As a spendthrift trust under Texas law, creditors may not attach the debtor's interest in the Plan. Since the trust is enforceable under state law, the Plan will not become property of the estate. See 11 U.S.C. § 541(c)(2).

Since the trust cannot be characterized as property of the estate, the Court need not reach the issue of whether the property is exempt under the Texas Property Code § 42.0021(a). The Court reserves the right to make further findings of fact and conclusions of law.

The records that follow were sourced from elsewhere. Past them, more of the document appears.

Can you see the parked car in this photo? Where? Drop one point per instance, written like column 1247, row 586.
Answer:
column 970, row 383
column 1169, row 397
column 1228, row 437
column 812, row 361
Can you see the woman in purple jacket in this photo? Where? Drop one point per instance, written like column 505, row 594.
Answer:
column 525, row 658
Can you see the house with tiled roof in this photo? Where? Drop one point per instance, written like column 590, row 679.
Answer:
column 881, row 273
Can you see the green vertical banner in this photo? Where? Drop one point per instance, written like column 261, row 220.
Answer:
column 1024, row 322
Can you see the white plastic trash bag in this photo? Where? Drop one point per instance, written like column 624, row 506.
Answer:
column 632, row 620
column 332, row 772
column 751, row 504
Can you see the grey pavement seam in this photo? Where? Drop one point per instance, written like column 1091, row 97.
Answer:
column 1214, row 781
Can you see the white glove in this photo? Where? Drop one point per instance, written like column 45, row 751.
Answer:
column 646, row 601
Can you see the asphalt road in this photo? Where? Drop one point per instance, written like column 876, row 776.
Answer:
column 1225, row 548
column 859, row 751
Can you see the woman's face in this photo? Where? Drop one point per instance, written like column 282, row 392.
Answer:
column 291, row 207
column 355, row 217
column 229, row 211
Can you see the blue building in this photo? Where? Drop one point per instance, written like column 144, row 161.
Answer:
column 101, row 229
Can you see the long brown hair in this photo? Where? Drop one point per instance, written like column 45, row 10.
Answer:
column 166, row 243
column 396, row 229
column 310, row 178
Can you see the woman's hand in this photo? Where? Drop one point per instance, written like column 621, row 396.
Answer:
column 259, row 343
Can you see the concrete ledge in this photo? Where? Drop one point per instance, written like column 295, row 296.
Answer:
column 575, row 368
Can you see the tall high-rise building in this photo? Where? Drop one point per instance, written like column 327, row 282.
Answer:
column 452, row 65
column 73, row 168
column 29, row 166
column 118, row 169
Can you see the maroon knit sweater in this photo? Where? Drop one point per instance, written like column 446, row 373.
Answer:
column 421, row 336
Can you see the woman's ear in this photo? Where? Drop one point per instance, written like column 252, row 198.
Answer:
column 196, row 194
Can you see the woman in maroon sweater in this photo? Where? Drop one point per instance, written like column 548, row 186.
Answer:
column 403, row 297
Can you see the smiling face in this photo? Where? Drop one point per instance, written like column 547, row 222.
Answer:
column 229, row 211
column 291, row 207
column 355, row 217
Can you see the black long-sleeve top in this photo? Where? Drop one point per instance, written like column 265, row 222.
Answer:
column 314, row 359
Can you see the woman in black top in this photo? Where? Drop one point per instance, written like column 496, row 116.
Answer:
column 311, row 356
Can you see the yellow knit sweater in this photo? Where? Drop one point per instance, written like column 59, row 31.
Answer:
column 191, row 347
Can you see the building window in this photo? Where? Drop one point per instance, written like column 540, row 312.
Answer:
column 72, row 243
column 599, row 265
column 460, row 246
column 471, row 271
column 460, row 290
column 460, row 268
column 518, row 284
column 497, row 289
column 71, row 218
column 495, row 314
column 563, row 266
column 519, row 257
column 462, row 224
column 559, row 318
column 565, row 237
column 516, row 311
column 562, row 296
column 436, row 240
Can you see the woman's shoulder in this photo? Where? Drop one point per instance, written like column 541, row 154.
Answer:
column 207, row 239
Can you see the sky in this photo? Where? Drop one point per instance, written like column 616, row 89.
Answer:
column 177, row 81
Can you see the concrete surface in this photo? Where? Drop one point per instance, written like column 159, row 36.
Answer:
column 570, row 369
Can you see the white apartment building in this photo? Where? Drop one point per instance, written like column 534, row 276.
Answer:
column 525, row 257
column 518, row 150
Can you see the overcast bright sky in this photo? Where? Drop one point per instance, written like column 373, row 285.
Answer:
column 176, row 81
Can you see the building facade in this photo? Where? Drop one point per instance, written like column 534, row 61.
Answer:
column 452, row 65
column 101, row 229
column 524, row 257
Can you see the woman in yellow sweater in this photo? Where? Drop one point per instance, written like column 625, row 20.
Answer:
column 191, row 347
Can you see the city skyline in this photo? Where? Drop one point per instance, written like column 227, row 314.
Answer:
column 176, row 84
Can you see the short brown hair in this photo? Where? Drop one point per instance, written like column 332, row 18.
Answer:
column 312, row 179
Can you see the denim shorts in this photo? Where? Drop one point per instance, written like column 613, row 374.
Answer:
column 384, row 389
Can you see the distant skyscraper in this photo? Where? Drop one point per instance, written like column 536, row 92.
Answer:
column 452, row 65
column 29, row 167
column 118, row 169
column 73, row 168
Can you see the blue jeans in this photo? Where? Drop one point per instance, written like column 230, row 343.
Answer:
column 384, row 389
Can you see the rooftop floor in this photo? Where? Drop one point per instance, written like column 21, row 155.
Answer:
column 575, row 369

Judgment will be entered in accordance with the foregoing opinion.

NOTES

[1] There is no contention in the present case that income under the Plan has been paid within 180 days of the bankruptcy filing.

[2] Apparently, the 10% penalty on withdrawals was not a significant enough restraint on alienation to prevent the court from holding that the Keogh at issue fails to qualify as a spendthrift trust. Goff, 706 F.2d at 588 n. 37.